Unlike for the 2016 election, bookmakers are typically offering odds on wildly improbable outcomes: that the Prime Minister will come from Pauline Hanson's One Nation, the Greens, or even the Australian Conservatives. Bookmakers include such improbable options to maximise profits. And they include these options at odds that overstate the real probability of the next Prime Minister coming from one of those parties. It is an example of a longshot-bias in betting markets.
There appears to be two drivers for the longshot bias. First, punters seem to systemically over-estimate the probability of a longshot outcome. Second, bookmakers can be risk adverse at the very long end of a market. They are often loath to list odds longer than (say) 100 to 1, because the bookmaker carries the risk that the listing could be costly should the longshot come in with a late bet on the longshot.
As I did with the individual seat odds for the 2016 election, to correct for the longshot bias, I am ignoring the over-inflated odds in respect of the minor parties forming government after the next federal election.

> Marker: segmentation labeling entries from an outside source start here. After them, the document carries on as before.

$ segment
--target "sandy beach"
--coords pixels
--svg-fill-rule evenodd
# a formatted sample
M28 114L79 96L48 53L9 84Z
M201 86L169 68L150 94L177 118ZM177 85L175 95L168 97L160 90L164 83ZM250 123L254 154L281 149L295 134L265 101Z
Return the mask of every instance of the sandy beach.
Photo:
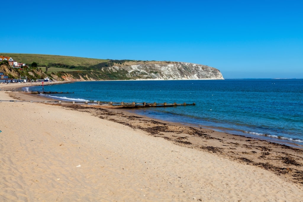
M4 90L23 84L0 84L0 100L45 100ZM301 148L121 110L0 109L3 201L303 201Z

My first automated collection of odds, and the implied Coalition win probabilities follows.
House | Coalition Odds ($) | Labor Odds ($) | Coalition Win Probability (%) | |
---|---|---|---|---|
2018-04-14 | Ladbrokes | 2.50 | 1.40 | 35.90 |
2018-04-14 | CrownBet | 2.40 | 1.50 | 38.46 |
2018-04-14 | Sportsbet | 3.00 | 1.37 | 31.35 |
The automated collection of odds requires me to write a web-scraper for each online bookmaker. For some bookmakers this is relatively easy to do. However scraping is more difficult with those bookmakers that use JavaScript to construct their web-pages dynamically. It takes time to write bespoke web-scrapers. My go to tools for web-scraping are Beautiful Soup and Selenium.